Similarly, Agnes Martin created her print series On a Clear Day (1973) towards the end of a seven-year period (1967-1974) during which she made no paintings. She was drawn to screen-printing for the ability to render the sharp corners and straight lines she had reached for throughout her career. In this set of screenprints, she finally had the tools to unleash a new Minimalist language of sharp marks, graphic grids and serial projects, which would become the trademarks of her ensuing second phase of work.

Agnes Martin (1912-2004), On a Clear Day, 1973. Complete set of 30 screenprints in gray, on Japan rag paper. Each Sheet: 12 ⅛ x 12 in. (30.8 x 30.6 cm). Sold for $264,600 in The Sale of the Century: An Important Corporate Collection of Prints and Multiples on 19 April at Christie's in New York

The artists in this sale used printmaking deliberately, to enhance and drive their respective movements forward. Warhol’s quick and efficient screen-printing technique realised the Pop Art ethos that art was ‘for everyone’. He could take images from popular mass media, reinterpret them and then redistribute them to a wider audience than ever before. The technique became central to pop iconography, from Warhol’s Soup Cans and Flowers to Roy Lichtenstein’s Haystacks.

Andy Warhol (1928-1987), Flowers, 1964. Complete set of ten screenprints in colors, on wove paper. Each Sheet: 36 x 36 in. (91.4 x 91.4 cm). Sold for $2,349,000 in The Sale of the Century: An Important Corporate Collection of Prints and Multiples on 19 April at Christie's in New York

Prints also offered 20th-century artists a different, liberating method of mark-making that gave them the power to revise and collaborate in a new way. 

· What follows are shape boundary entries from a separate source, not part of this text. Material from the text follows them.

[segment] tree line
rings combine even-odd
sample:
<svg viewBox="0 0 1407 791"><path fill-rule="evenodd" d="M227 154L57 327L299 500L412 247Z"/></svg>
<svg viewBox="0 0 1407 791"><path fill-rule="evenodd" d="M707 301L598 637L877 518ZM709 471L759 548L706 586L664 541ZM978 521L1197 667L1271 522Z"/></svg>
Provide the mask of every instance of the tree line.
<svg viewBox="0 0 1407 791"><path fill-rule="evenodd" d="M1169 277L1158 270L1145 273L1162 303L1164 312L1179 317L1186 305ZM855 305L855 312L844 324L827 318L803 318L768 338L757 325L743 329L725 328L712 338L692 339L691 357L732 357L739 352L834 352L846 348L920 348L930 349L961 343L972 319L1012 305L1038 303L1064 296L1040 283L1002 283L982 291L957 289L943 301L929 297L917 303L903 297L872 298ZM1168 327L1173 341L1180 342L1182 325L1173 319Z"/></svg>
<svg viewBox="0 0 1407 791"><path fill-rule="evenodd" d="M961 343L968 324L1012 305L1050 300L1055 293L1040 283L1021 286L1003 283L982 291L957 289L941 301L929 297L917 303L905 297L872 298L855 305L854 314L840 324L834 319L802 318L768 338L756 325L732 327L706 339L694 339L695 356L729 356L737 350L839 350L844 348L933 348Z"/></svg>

As Griffith notes, ‘Jasper Johns has talked about how printmaking’s flexibility and ability to repeat and change images changed his practice’: he plays with replication, reversals, layering and different proofs throughout his oeuvre. These processes appear in his Color Numeral series (1969) which he worked on with master printers at Gemini in Los Angeles.

Prints fundamentally changed the way that contemporary artists thought about mark-making. Many of the artists in the Sale of the Century adapted the techniques they learned from printmaking to other mediums. 

As a result of these extensive technical possibilities, ‘an artist’s graphic work often has an additional layer of complexity beyond their paintings and drawings,’ notes Richard Lloyd, International Head of the Christie’s Prints and Multiples department. 

He adds, ‘This collection is filled with examples of artists working hand-in-glove with master printers, and together creating works that delight and challenge not just because of the imagery, but also how that imagery was created.’